Pompeo has seldom masked his disdain for the Chinese communist government and its head, President Xi Jinping, who has increasingly tightened his control over the country. The Trump administration has taken a firmer stand in recent months, sanctioning officials from the Chinese Communist Party, halting trade talks and ousting the Chinese delegation from its consulate in Houston. (The Chinese government strongly condemned the ouster, and Consul General Cai Wei said on Thursday that he and his staff planned to stay put in the Houston consulate for the indefinite future.)
During his Thursday speech, Pompeo said Nixon and Henry Kissinger, his secretary of State, did what they thought was right at the time in thawing relations with China. But Pompeo raised a host of human rights abuses and improprieties reportedly perpetrated by the Chinese government as evidence that China has failed to uphold its end of the relationship.
He called out the Chinese Communist Party for not revealing information on the novel coronavirus sooner. The Trump administration has accused the World Health Organization of pandering to China in hesitating to declare a pandemic in mid-March (the U.S. announced its withdrawal from the organization in June). Pompeo said that China viewed trade agreements more as suggestions, and that dealing with companies backed by the Communist Party amounted to supporting the party’s human rights violations.
“We imagined engagement with China would produce a future with bright promises of comity and cooperation,” Pompeo said. “But today we’re all still wearing masks and watching the pandemic’s body count rise because the CCP failed in its promises to the world.”
Pompeo cited detention camps for ethnic Uighurs in Xinjiang and the encroaching authority of Beijing in Hong Kong as examples of greater suppression of civil liberties under Xi. He condemned foreign companies acquiescing to Chinese political demands for access to Chinese markets. Several U.S. airlines no longer list Taiwan as an independent country on their websites, he pointed out, though it is an autonomous and fully democratic society.

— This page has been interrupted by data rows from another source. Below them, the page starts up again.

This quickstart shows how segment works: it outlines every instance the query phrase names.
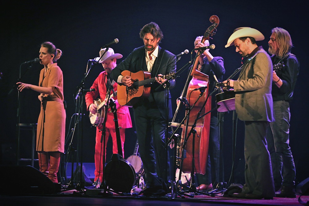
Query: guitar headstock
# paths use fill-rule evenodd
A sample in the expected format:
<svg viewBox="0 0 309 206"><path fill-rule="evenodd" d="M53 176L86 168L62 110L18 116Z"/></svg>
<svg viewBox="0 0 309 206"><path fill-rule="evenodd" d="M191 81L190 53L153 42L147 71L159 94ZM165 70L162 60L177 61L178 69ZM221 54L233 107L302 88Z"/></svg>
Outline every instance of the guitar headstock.
<svg viewBox="0 0 309 206"><path fill-rule="evenodd" d="M274 71L278 71L284 67L285 66L283 62L280 62L273 65L273 70Z"/></svg>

Pompeo closely tied the Trump administration’s long-standing trade war with a fight for human rights and U.S. national security. He justified the order to shutter the Houston consulate, saying it was a “hub of spying and intellectual property theft,” and characterized the administration’s fight against the Chinese telecommunications giant Huawei as a matter of national security. The U.S. government has been seeking to push out Huawei from the U.S. amid speculation that it’s a pawn of the Chinese surveillance state — a claim the company denies.
Pompeo said the U.S. must be more cautious in its approach to China than its handling of the Soviet Union, saying China’s deep enmeshment on the global stage and in international markets make containment an unrealistic strategy.
Pompeo claimed that agents of the Chinese government had infiltrated American press conferences and the student bodies of U.S. universities. The Trump administration has put more restrictions on visas for Chinese students and journalists, at least in part in response to these claims.
“Communist China is already within our borders,” Pompeo said.
China’s ultimate goal, Pompeo asserted, is communist hegemony in the world based on a “bankrupt, totalitarian ideology.” The U.S. and China cannot ignore the fundamental ideological differences between them, he said.
Pompeo distinguished the Chinese government with the people of China, saying its citizenry yearns for greater freedoms. He vowed to stand with movements toward democracy and urged democratic nations around the world to push China for greater human rights.
“Communists almost always lie. The biggest lie that they tell is to think that they speak for 1.4 billion people who are surveilled, oppressed and scared to speak out,” Pompeo said. “I call on every leader of every nation to start doing what America has done — to simply insist on reciprocity, to insist on transparency, and accountability from the Chinese Communist Party.”
“We, the freedom loving nations of the world, must induce China to change, just as President Nixon wanted,” Pompeo said. “We must induce China to change in more creative and assertive ways, because Beijing’s actions threaten our people and our prosperity.”